In vitro assays showed neuroblastoma stem-like cells grow as tumorspheres in serum free media and are capable of eliciting self-renewal capacity and multi-lineage differentiation. We show that tumorspheres are remarkably resistant to chemo, radiation and small molecule therapy.

However, compared to committed cells, tumorspheres proliferate slower in vitro and in vivo. Proteomic profiling revealed that tumorspheres differ significantly from murine subventricular zone (SVZ) stem cells and also lack the classic markers of cells undergoing EMT.

More importantly, compared to committed cells, tumorspheres showed up-regulation of proteins involved in small molecule biochemistry (indicating high metabolic activity), RNA post translational modification, and energy production. In addition, tumorspheres exhibited significant up-regulation of potent tumorigenic proteins including PDGFRB and survivin. Interestingly, survivin was significant up-regulation in both tumorspheres and adhered cells after radiotherapy.

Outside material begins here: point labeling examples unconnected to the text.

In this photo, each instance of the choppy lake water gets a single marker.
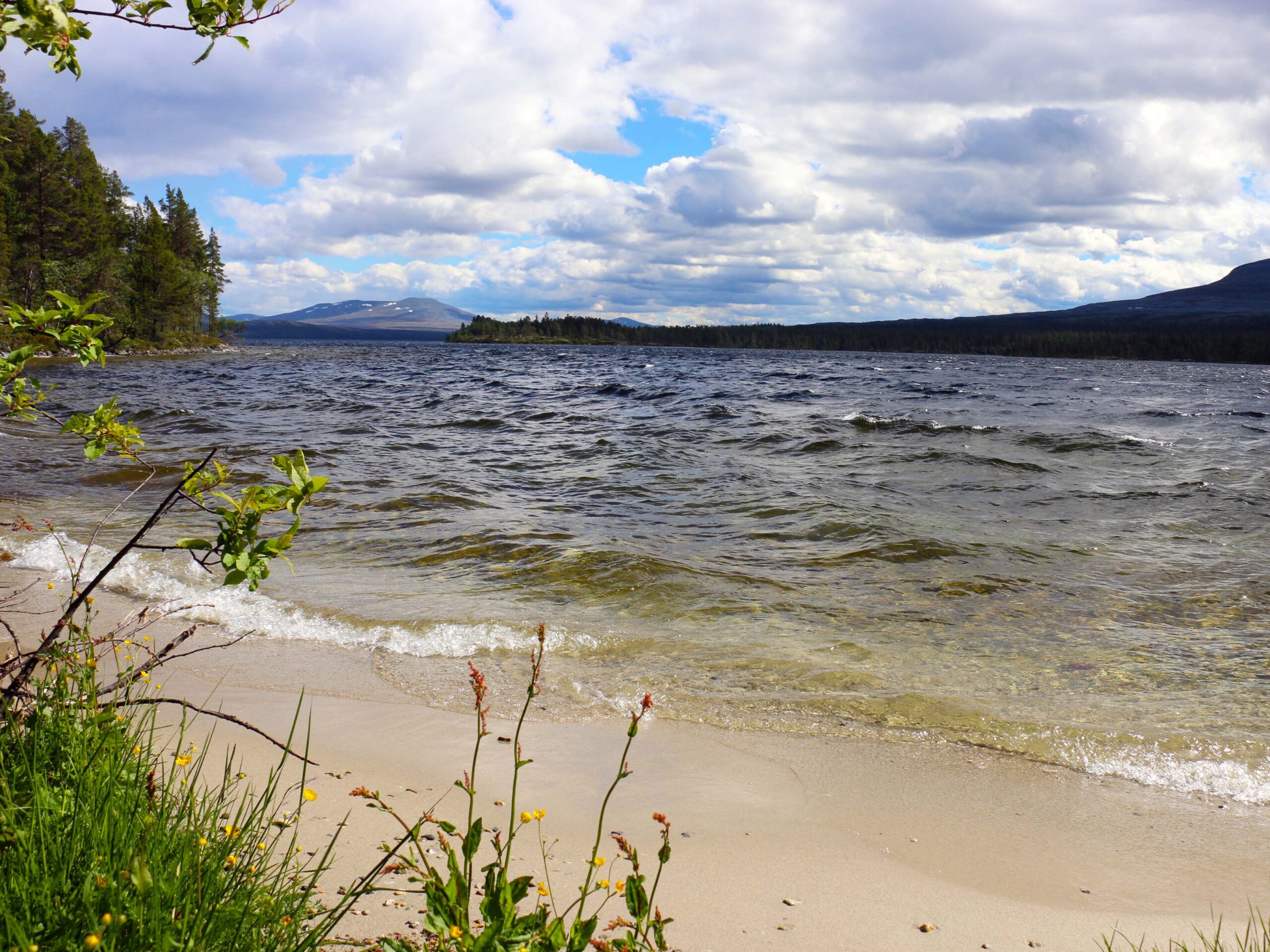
(1061, 559)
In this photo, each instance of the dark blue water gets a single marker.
(1065, 559)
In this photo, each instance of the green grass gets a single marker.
(110, 841)
(1254, 939)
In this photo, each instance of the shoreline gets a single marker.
(870, 838)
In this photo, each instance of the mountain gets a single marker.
(408, 314)
(1244, 294)
(273, 329)
(1227, 321)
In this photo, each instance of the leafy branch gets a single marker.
(53, 27)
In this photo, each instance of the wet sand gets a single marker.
(868, 838)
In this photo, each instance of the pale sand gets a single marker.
(869, 837)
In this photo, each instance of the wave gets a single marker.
(238, 611)
(907, 424)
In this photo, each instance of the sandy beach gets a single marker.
(867, 838)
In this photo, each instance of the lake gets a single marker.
(1055, 558)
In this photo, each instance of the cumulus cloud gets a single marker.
(868, 159)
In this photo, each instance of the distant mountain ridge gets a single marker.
(1244, 293)
(403, 314)
(1227, 321)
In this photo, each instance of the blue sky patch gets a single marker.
(659, 137)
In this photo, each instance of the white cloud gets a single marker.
(869, 158)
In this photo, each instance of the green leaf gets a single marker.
(472, 842)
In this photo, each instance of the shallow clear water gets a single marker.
(1064, 559)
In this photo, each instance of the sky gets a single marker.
(700, 160)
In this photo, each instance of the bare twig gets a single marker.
(119, 14)
(232, 719)
(19, 679)
(153, 663)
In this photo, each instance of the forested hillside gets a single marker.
(1219, 339)
(67, 224)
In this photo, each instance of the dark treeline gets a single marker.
(1214, 339)
(67, 224)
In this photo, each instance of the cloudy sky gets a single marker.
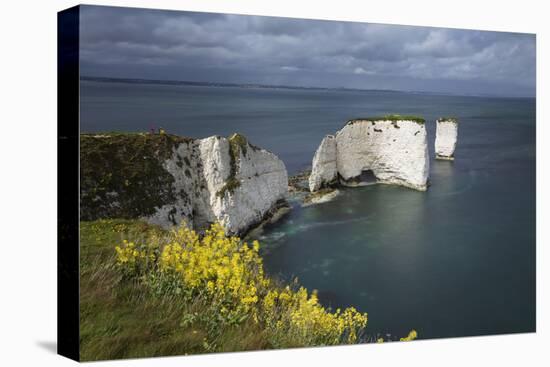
(152, 44)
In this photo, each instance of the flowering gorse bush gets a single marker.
(226, 275)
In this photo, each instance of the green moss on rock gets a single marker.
(451, 119)
(122, 174)
(237, 144)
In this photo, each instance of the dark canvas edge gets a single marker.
(68, 243)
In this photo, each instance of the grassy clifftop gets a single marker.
(394, 118)
(121, 174)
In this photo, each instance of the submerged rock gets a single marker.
(167, 179)
(445, 138)
(322, 196)
(391, 150)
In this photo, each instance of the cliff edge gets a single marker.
(166, 179)
(391, 149)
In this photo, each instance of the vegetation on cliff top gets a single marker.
(393, 117)
(452, 119)
(122, 174)
(174, 292)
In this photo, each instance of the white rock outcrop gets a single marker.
(389, 150)
(223, 180)
(445, 138)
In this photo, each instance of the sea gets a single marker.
(456, 260)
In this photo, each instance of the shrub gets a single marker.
(227, 275)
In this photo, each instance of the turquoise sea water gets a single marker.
(456, 260)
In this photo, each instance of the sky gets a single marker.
(174, 45)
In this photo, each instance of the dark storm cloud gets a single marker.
(137, 43)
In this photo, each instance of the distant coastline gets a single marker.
(268, 86)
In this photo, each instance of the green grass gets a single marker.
(121, 318)
(126, 169)
(392, 117)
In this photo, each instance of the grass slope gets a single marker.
(119, 318)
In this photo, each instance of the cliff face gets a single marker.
(324, 161)
(445, 138)
(166, 179)
(379, 150)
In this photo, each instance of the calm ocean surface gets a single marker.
(456, 260)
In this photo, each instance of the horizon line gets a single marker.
(281, 86)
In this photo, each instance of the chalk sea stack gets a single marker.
(445, 138)
(391, 149)
(167, 179)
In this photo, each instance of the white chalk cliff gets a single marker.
(229, 181)
(445, 138)
(389, 150)
(324, 163)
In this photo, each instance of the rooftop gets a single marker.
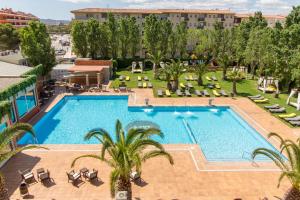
(150, 11)
(12, 70)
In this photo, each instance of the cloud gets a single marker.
(78, 1)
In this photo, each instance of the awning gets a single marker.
(87, 68)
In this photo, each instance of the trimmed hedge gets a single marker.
(4, 108)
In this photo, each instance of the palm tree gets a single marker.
(177, 69)
(6, 137)
(235, 76)
(290, 167)
(200, 69)
(126, 153)
(155, 59)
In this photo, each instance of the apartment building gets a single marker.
(195, 19)
(271, 19)
(16, 18)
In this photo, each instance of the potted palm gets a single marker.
(126, 153)
(290, 167)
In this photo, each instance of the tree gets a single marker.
(173, 44)
(6, 137)
(176, 70)
(113, 27)
(79, 39)
(93, 35)
(124, 36)
(155, 59)
(293, 17)
(235, 76)
(126, 153)
(290, 168)
(181, 32)
(151, 33)
(200, 70)
(36, 45)
(104, 40)
(9, 38)
(165, 32)
(134, 37)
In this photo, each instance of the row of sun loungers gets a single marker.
(212, 78)
(127, 78)
(291, 118)
(187, 93)
(145, 85)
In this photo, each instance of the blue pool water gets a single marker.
(219, 131)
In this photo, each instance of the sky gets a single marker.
(60, 9)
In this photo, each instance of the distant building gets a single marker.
(271, 19)
(197, 19)
(16, 18)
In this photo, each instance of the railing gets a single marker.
(189, 130)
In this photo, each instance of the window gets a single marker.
(25, 103)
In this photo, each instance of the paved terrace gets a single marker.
(192, 177)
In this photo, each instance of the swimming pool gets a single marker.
(221, 134)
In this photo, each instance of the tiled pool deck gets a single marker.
(192, 177)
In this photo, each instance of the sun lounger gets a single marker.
(208, 78)
(182, 85)
(218, 86)
(205, 93)
(255, 96)
(287, 115)
(187, 93)
(297, 118)
(295, 123)
(159, 93)
(168, 94)
(198, 93)
(214, 78)
(261, 100)
(274, 106)
(216, 93)
(121, 78)
(277, 110)
(91, 175)
(140, 84)
(223, 93)
(190, 85)
(179, 93)
(27, 176)
(74, 176)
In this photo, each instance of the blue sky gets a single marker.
(60, 9)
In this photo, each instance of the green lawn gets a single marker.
(244, 88)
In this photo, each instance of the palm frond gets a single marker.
(156, 153)
(114, 175)
(85, 156)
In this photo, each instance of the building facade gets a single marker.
(16, 18)
(198, 19)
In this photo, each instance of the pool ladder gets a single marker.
(189, 130)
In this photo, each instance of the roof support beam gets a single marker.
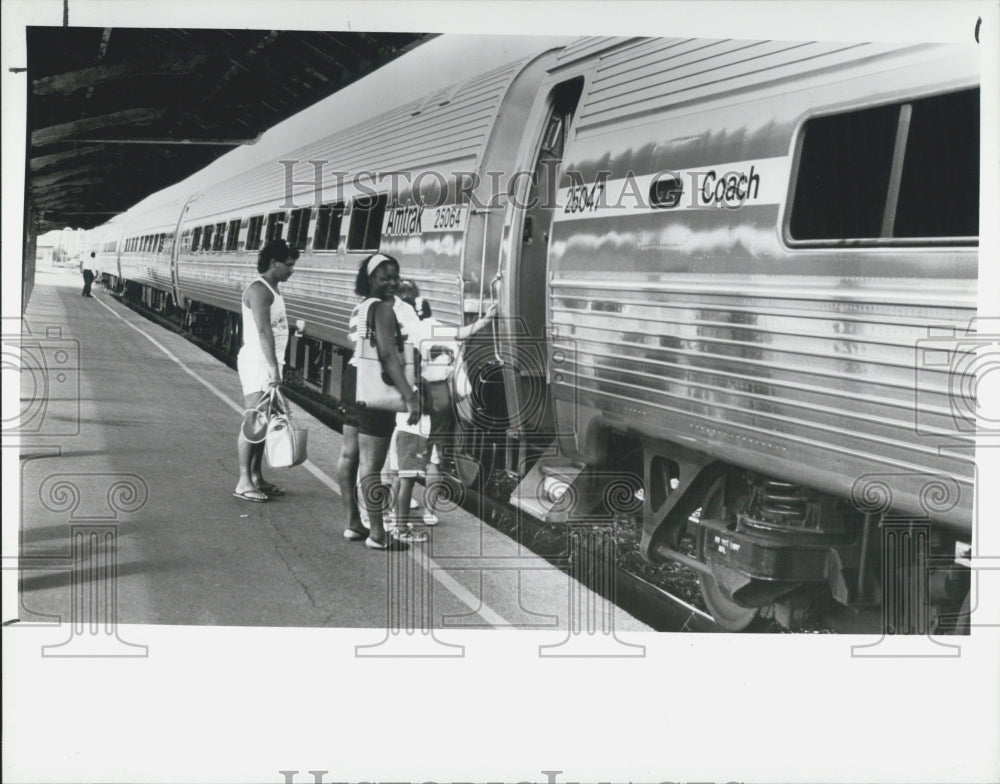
(69, 83)
(56, 133)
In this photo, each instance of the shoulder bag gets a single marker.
(285, 443)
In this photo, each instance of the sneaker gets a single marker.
(406, 535)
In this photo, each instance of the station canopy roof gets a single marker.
(115, 114)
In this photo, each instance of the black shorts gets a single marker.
(368, 421)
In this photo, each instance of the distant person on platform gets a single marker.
(88, 275)
(265, 335)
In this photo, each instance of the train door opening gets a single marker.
(527, 395)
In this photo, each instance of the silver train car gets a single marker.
(737, 284)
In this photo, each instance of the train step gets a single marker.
(546, 492)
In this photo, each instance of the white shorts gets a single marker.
(253, 374)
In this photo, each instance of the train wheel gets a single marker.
(727, 613)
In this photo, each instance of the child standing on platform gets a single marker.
(417, 455)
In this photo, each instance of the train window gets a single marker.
(890, 173)
(219, 236)
(365, 232)
(275, 225)
(328, 222)
(253, 232)
(233, 237)
(298, 228)
(939, 190)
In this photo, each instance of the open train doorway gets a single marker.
(525, 378)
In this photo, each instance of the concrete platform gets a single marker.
(128, 462)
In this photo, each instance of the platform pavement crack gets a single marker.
(288, 564)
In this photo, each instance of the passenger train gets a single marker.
(737, 284)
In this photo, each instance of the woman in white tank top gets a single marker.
(367, 431)
(265, 336)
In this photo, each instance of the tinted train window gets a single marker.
(328, 222)
(900, 172)
(298, 228)
(233, 237)
(939, 191)
(219, 236)
(253, 233)
(275, 226)
(365, 232)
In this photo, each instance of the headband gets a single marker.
(374, 261)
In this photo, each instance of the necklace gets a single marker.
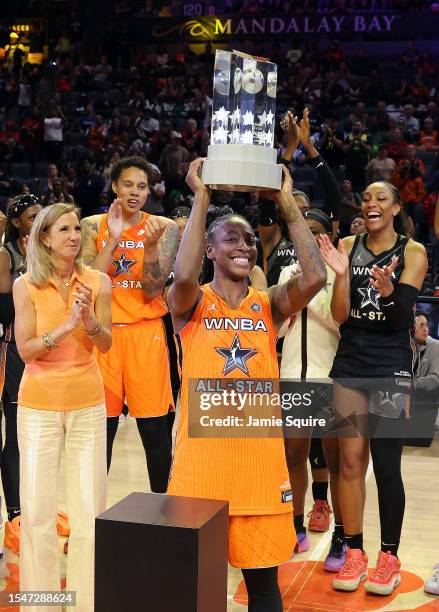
(65, 283)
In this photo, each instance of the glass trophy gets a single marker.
(241, 156)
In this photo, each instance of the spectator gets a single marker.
(381, 118)
(426, 370)
(396, 145)
(356, 148)
(146, 124)
(32, 134)
(88, 188)
(410, 123)
(410, 154)
(58, 194)
(97, 135)
(46, 186)
(330, 145)
(88, 119)
(411, 186)
(54, 122)
(380, 168)
(117, 136)
(192, 137)
(154, 202)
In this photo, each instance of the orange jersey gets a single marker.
(222, 342)
(129, 303)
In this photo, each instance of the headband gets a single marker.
(23, 203)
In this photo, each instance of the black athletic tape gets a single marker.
(7, 312)
(398, 306)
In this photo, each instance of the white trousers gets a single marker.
(41, 435)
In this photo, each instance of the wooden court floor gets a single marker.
(304, 584)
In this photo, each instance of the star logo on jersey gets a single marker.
(369, 296)
(123, 264)
(236, 357)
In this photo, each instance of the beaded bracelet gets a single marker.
(49, 342)
(96, 332)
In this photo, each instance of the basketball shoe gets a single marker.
(319, 516)
(385, 577)
(353, 571)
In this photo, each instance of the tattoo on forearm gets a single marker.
(89, 253)
(156, 273)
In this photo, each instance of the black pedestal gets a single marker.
(162, 553)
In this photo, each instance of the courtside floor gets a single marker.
(304, 584)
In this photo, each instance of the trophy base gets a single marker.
(237, 167)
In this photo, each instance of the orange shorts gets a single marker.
(261, 541)
(137, 368)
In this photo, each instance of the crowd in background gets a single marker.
(63, 125)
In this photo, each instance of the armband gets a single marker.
(398, 306)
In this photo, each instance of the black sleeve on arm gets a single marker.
(7, 312)
(329, 184)
(398, 306)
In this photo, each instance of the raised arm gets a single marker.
(398, 300)
(6, 302)
(185, 290)
(324, 172)
(297, 292)
(161, 243)
(338, 261)
(90, 227)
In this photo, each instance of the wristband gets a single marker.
(49, 342)
(97, 331)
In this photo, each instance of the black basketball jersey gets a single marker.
(281, 256)
(369, 347)
(366, 312)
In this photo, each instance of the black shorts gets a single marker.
(11, 369)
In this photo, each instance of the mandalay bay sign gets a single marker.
(221, 28)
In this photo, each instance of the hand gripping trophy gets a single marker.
(241, 156)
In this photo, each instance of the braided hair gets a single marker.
(215, 217)
(15, 209)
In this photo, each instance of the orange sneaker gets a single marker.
(319, 516)
(353, 571)
(12, 535)
(62, 524)
(385, 576)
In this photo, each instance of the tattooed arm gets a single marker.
(297, 292)
(184, 294)
(161, 243)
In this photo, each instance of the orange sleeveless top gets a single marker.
(250, 473)
(66, 378)
(129, 303)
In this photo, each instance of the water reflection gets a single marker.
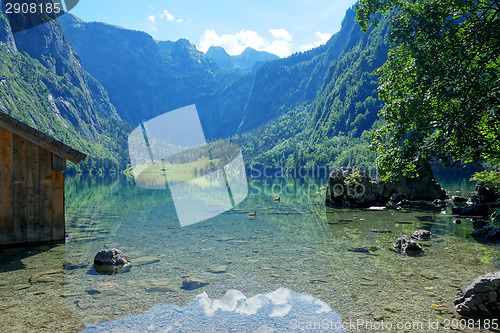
(339, 256)
(282, 310)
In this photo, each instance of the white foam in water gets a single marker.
(282, 310)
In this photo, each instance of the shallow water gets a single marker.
(339, 257)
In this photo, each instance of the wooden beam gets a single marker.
(45, 214)
(6, 191)
(19, 193)
(30, 134)
(33, 192)
(58, 222)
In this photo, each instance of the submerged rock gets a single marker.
(458, 200)
(192, 283)
(487, 234)
(439, 203)
(111, 261)
(422, 235)
(481, 298)
(407, 246)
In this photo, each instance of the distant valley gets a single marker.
(317, 103)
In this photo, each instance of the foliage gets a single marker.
(440, 84)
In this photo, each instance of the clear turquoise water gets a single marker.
(296, 243)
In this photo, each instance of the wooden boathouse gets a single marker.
(32, 168)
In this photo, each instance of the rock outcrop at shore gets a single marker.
(354, 188)
(111, 261)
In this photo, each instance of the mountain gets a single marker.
(310, 108)
(145, 78)
(315, 108)
(249, 60)
(44, 84)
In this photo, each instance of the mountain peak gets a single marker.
(245, 61)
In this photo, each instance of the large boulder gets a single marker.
(487, 234)
(481, 298)
(423, 187)
(111, 261)
(353, 188)
(422, 235)
(406, 245)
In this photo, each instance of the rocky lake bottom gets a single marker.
(295, 255)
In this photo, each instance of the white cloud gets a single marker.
(322, 37)
(164, 15)
(281, 34)
(236, 43)
(168, 16)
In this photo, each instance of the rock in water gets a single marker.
(111, 261)
(407, 245)
(352, 188)
(481, 298)
(487, 234)
(192, 283)
(423, 187)
(422, 235)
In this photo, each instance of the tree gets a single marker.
(440, 84)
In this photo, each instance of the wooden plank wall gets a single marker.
(31, 193)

Our pathway exploring analysis [Ingenuity Pathway Assist (IPA)] showed downstream targets of ERBB2 are indeed up-regulated in tumorspheres.

These observations define a stress induced (serum deprived) transitional tumor cell with stem-like qualities and enhanced malignant properties. We further propose that both tumorspheres and committed cells respond to the stress of radiotherapy by up-regulating survivin, perhaps as a survival mechanism to evade radiation-induced apoptosis. We propose that a stressor to the primary tumor will induce the transitional cell phenotype and may account for both the resistant late recurrences and metastatic deposits observed in high-risk tumors.